Postgres For Those Who Can’t Even, Part 2 - Working with Node and JSON

Getting up to speed with Postgres and Node can be daunting but in this post I'll dive into how you can easily work with both - including JSON document storage... in Postgres!

Date

This is part 2 of a series of posts I’m doing for a friend who’s a JavaScript developer that, according to him, knows next to nothing about Postgres. You can read part 1 right here.

I write a lot about Postgres, but I don’t think I’ve written enough about how to get started from the absolute beginning, so that’s what we’re doing here.

In this post, I’m continuing with his questions to me - but this time it has less to do with the database side of things and more to do with Node and how you can use Postgres for fun and profit. Let’s roll.

How should I structure my code?

This question has more to do with your preferences or what your company/boss have set up. I can show you how I do things, but your situation is probably a lot different.

OK, enough prevaricating. Here’s what I’ve done in the past with super simple projects that where I’m just musing around.

Give PG It’s Own Module

I like putting all my code inside of a lib directory, and then inside there I’ll create a a pg directory with specific connection things etc for Postgres. It looks like this:

You’ll also notice I have a .env file, which is something that goes into every single project of mine. It’s a file that holds environmental variables that I’ll be using in my project. In this case, I do not want my connection string hardcoded anywhere - so I pop it into a .env file where it’s loaded automatically by my shell (zshell and, for those interested, I use the dotenv plugin with Oh-My-Zsh).

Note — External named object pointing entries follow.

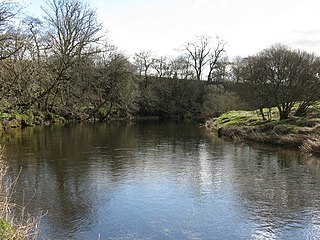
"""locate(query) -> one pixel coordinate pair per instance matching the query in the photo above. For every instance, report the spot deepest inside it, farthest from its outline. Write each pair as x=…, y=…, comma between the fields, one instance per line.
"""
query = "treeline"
x=62, y=64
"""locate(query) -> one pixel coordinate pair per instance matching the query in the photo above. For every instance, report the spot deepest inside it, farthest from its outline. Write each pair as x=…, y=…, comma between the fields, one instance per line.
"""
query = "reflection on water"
x=159, y=180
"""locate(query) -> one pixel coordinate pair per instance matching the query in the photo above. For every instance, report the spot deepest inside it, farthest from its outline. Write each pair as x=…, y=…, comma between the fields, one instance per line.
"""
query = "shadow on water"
x=162, y=180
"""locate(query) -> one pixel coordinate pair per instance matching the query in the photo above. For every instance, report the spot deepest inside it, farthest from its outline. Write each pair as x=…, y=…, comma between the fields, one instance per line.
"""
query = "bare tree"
x=10, y=39
x=72, y=32
x=216, y=62
x=204, y=55
x=143, y=61
x=280, y=77
x=199, y=52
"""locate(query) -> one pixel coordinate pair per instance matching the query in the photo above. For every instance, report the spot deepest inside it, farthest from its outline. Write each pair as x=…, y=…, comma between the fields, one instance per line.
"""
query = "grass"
x=15, y=223
x=297, y=132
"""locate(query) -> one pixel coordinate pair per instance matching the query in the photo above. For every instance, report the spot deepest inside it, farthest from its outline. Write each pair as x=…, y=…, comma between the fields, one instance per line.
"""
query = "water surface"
x=160, y=180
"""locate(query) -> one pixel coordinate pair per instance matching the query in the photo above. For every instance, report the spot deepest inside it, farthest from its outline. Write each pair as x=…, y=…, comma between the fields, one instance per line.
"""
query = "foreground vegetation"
x=298, y=132
x=15, y=223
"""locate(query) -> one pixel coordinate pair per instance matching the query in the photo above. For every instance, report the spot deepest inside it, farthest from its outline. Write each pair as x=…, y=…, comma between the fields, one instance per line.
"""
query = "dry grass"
x=15, y=222
x=311, y=146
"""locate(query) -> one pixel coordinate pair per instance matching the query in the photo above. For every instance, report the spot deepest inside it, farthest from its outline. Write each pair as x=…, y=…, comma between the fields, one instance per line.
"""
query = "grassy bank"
x=296, y=132
x=16, y=119
x=15, y=223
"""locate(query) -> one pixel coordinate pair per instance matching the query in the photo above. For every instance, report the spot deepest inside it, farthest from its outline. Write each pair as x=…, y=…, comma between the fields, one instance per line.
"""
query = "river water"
x=162, y=180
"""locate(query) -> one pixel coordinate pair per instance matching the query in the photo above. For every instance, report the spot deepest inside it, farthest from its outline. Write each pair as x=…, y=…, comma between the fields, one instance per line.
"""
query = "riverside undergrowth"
x=302, y=133
x=15, y=222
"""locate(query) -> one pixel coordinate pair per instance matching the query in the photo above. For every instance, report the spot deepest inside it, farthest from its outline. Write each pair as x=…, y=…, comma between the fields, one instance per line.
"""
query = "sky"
x=247, y=26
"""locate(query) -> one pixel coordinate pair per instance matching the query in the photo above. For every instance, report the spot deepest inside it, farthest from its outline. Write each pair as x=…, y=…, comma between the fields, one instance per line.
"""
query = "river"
x=161, y=180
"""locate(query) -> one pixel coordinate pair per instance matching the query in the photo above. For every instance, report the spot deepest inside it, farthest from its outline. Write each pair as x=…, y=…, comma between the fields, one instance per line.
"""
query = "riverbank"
x=15, y=223
x=296, y=132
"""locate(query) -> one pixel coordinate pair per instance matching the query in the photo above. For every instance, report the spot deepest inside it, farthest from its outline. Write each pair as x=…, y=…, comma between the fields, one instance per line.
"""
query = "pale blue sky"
x=247, y=25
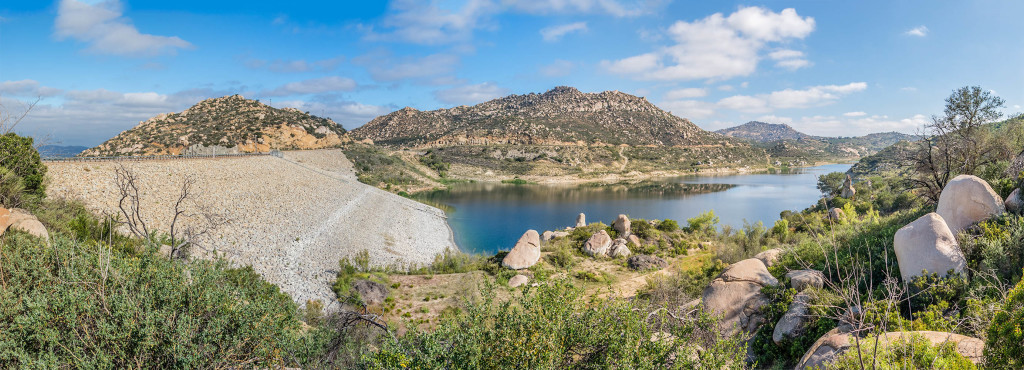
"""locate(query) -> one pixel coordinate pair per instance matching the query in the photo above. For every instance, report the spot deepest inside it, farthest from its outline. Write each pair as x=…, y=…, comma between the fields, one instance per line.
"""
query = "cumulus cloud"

There’s a single file inside of the lib/pg directory called runner.js, and it has one job: run the raw SQL queries using pg-promise:

const pgp = require('pg-promise')({});
const db = pgp(process.env.DATABASE_URL);

exports.query = async function(sql, args){
  const res =  await db.any(sql, args);
  return res;
}
exports.one = async function(sql, args){
  const res =  await db.oneOrNone(sql, args);
  return res;
}
exports.execute = async function(sql, args){
  const res =  await db.none(sql, args);
  return res;
}
exports.close = async function(){
  await db.$pool.end();
  return true;
}

I usually have 3 flavors of query runners:

I also like to have one that closes the connections down. Normally you wouldn’t call this in your code because the driver (which is pg-promise in this case) manages this for you and you want to be sure you draw on its pool of connections - don’t spin your own. That said, sometimes you might want to run a script or two, maybe some integration tests might hit the DB - either way a graceful shutdown is nice to have.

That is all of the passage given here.